Les exigences physiques et mentales du théâtre vs football
Beaucoup imaginent que passer du sport de haut niveau au théâtre est une reconversion de tout repos. C’est une idée reçue.
Certes, il n’y a plus les entraînements quotidiens à 10h du matin ni les matchs tous les trois jours. Mais le théâtre impose d’autres contraintes tout aussi exigeantes :
| Football professionnel | Théâtre professionnel |
| Condition physique extrême | Voix et souffle maîtrisés |
| Répétition des gestes techniques | Répétition des textes et intonations |
| Travail en équipe (vestiaire) | Travail en troupe (compagnie) |
| Concentration sur 90 minutes | Concentration sur 1h30-2h sans filet |
| Adrénaline du match | Adrénaline du lever de rideau |
| Pression du résultat | Pression de la critique et du public |
Les deux univers demandent donc une discipline de fer, une capacité à gérer le stress et une remise en question permanente. Finalement, les qualités qui font un grand footballeur ne sont pas si éloignées de celles qui font un grand comédien.
Un phénomène qui s’internationalise
Si la France semble particulièrement fertile en footballeurs-comédiens, le phénomène existe ailleurs. Vinnie Jones, ancien dur à cuire de Wimbledon FC, a enchaîné les seconds rôles musclés à Hollywood. Eric Cantona reste toutefois une exception par la qualité et la diversité de sa filmographie.
Aux États-Unis, certains joueurs de NFL ou de NBA tentent également l’aventure, souvent via des apparitions dans des séries plutôt que du théâtre pur. Mais l’engagement sur la durée reste rare.
Quel avenir pour ces carrières hybrides ?

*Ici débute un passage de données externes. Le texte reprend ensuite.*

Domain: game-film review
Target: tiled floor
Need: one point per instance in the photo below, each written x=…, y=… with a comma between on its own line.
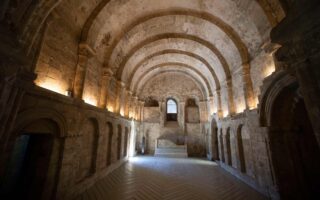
x=152, y=178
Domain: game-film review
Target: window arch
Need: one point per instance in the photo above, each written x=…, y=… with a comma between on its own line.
x=172, y=107
x=172, y=110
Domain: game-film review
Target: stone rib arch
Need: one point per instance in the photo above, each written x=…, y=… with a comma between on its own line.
x=172, y=64
x=188, y=54
x=233, y=35
x=164, y=68
x=133, y=42
x=184, y=38
x=140, y=87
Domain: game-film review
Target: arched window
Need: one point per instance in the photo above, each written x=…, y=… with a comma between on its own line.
x=172, y=110
x=172, y=107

Avec Adil Rami qui se lance, on peut imaginer que d’autres suivront. Peut-être un jour verrons-nous Kylian Mbappé dans une pièce de boulevard, ou Antoine Griezmann dans un drame de boulevard… Plus sérieusement, cette tendance montre que les footballeurs d’aujourd’hui envisagent leur après-carrière de façon beaucoup plus ouverte.

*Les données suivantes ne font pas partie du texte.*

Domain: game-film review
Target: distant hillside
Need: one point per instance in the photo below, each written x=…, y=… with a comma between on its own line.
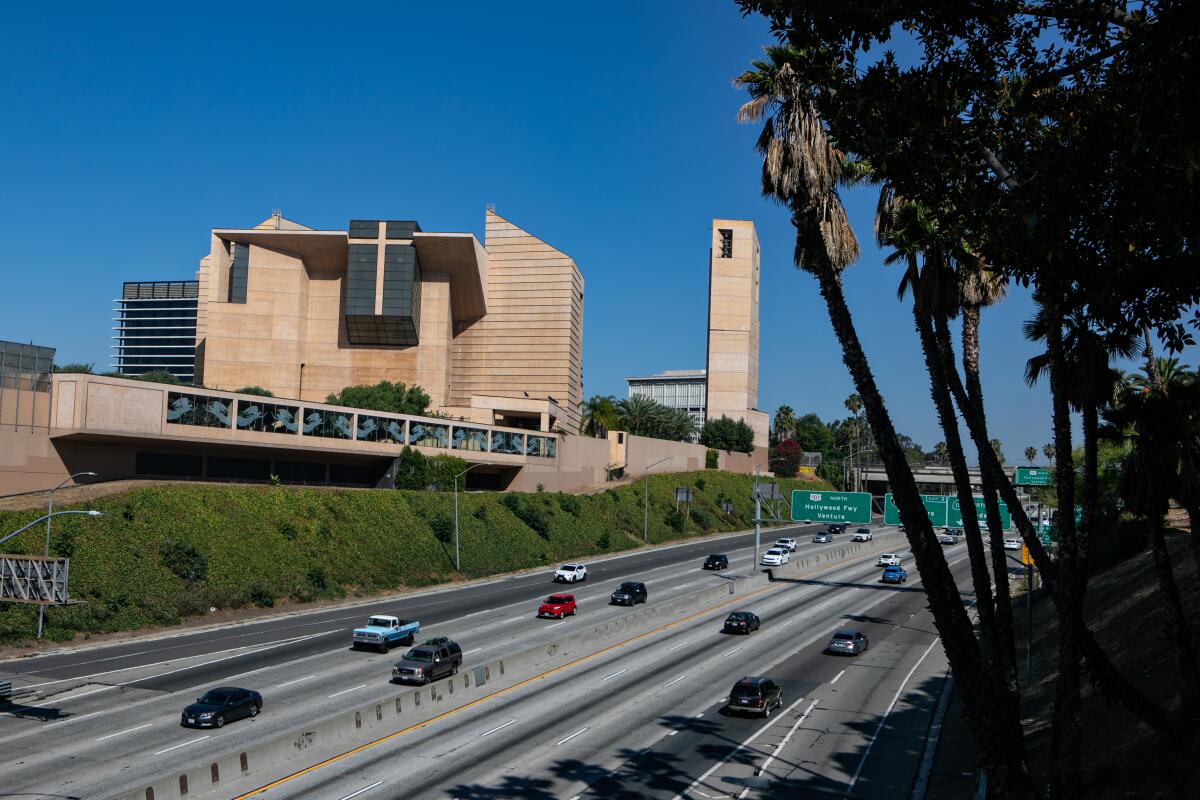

Ils savent que leur carrière sportive ne durera pas éternellement. Alors autant multiplier les cordes à leur arc dès que possible. Et si l’une d’elles s’appelle « théâtre », pourquoi pas ?
Une chose est sûre : quand un footballeur monte sur scène, il n’est plus seulement un ancien joueur. Il devient un artiste à part entière. Et c’est sans doute la plus belle des reconversions.
Alors la prochaine fois que vous irez voir une pièce de théâtre, regardez bien la distribution. Peut-être y trouverez-vous un nom qui vous rappelle vaguement un but décisif en Coupe du Monde, un tacle propre ou une célébration mythique. Et ça, c’est tout simplement magique.